GRPO response prompt

Required variable: {instruction}

CuratorConfig(
    generation_task    = "grpo",
    grpo_prompt_template = "Answer the following concisely in under 100 words.\n\n{instruction}",
)

CoT prompt

Required variables for generate mode: {instruction} Required variables for wrap mode: {instruction}, {answer}

CuratorConfig(
    generation_task  = "cot",
    cot_mode         = "generate",
    cot_prompt_template = (
        "Solve step by step.
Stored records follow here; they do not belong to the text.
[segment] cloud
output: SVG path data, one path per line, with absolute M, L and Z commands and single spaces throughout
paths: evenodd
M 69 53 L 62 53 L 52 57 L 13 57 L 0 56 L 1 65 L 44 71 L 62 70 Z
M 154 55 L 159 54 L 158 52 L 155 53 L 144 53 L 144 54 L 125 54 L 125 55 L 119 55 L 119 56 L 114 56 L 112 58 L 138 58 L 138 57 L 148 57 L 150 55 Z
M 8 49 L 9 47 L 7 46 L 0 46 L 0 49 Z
Show your work.\n\n"
        "Problem: {instruction}\n\n"
        "## Steps\n(numbered reasoning)\n\n## Answer\n(final answer)"
    ),
)

Evol-Instruct prompt

Required variables: {instruction}, {strategy}, {context}

CuratorConfig(
    generation_task      = "evol",
    evol_prompt_template = (
        "Make this instruction harder using the '{strategy}' strategy.\n\n"
        "Original: {instruction}\nContext: {context}\n\n"
        "Return JSON: {{\"evolved_instruction\": \"...\", \"strategy_applied\": \"{strategy}\", \"complexity_notes\": \"...\"}}"
    ),
)

Multi-turn (single_call mode only)

Required variables: {num_turns}, {context_section}, {initial_question}

The template is only used in single_call mode, and CuratorConfig always builds the multi-turn task in turn_by_turn mode — so set a custom template by constructing the task directly:

from curatorkit.generators.multiturn_gen import MultiTurnTask

task = MultiTurnTask(
    llm  = my_llm,
    mode = "single_call",
    prompt_template = (
        "Generate a {num_turns}-turn Q&A conversation.\n\n"
        "{context_section}\n"
        "Opening question: \"{initial_question}\"\n\n"
        "Return JSON: {{\"turns\": [{{\"role\": \"user\", \"content\": \"...\"}}, ...]}}"
    ),
)

Custom LLM backends

Any OpenAI-compatible endpoint (vLLM, Ollama, custom servers)

CuratorConfig(
    llm_model    = "openai/Qwen/Qwen3-8B",
    llm_api_base = "http://localhost:8000/v1",
    llm_api_key  = "token-abc123",         # or set OPENAI_API_KEY env var
)

Ollama (local)

CuratorConfig(
    llm_model    = "ollama/llama3.1:8b",   # "ollama/" prefix routes to OllamaBackend
    llm_api_base = "http://localhost:11434",
)

Model-specific parameters via llm_extra_body

Pass any model-specific API parameters that LiteLLM forwards verbatim:

CuratorConfig(
    llm_extra_body = {
        "chat_template_kwargs": {"enable_thinking": True},   # Qwen3 thinking tokens
    },
    # Judge gets thinking disabled — structured output without preamble
    judge_llm_extra_body = {
        "chat_template_kwargs": {"enable_thinking": False},
    },
)

Separate generator and judge models

Using the same model as both generator and judge causes self-leniency bias — the judge scores its own outputs too generously. Always configure a separate judge model when possible:

CuratorConfig(
    llm_model            = "openai/Qwen/Qwen3-8B",   # generator
    llm_api_base         = "http://localhost:8000/v1",

    judge_llm_model      = "openai/gpt-4o-mini",      # judge — different model
    judge_llm_api_base   = None,                       # None = use standard API
    judge_llm_temperature = 0.1,                       # low temp for deterministic scoring
)

Custom reward rubric

The 7 built-in dimensions cover most cases. When they don't fit your domain, replace the entire judge prompt with reward_prompt_template. The template must produce a JSON object with "score" (float, 0–1) and "reasoning" (string). Custom dimension validation is bypassed.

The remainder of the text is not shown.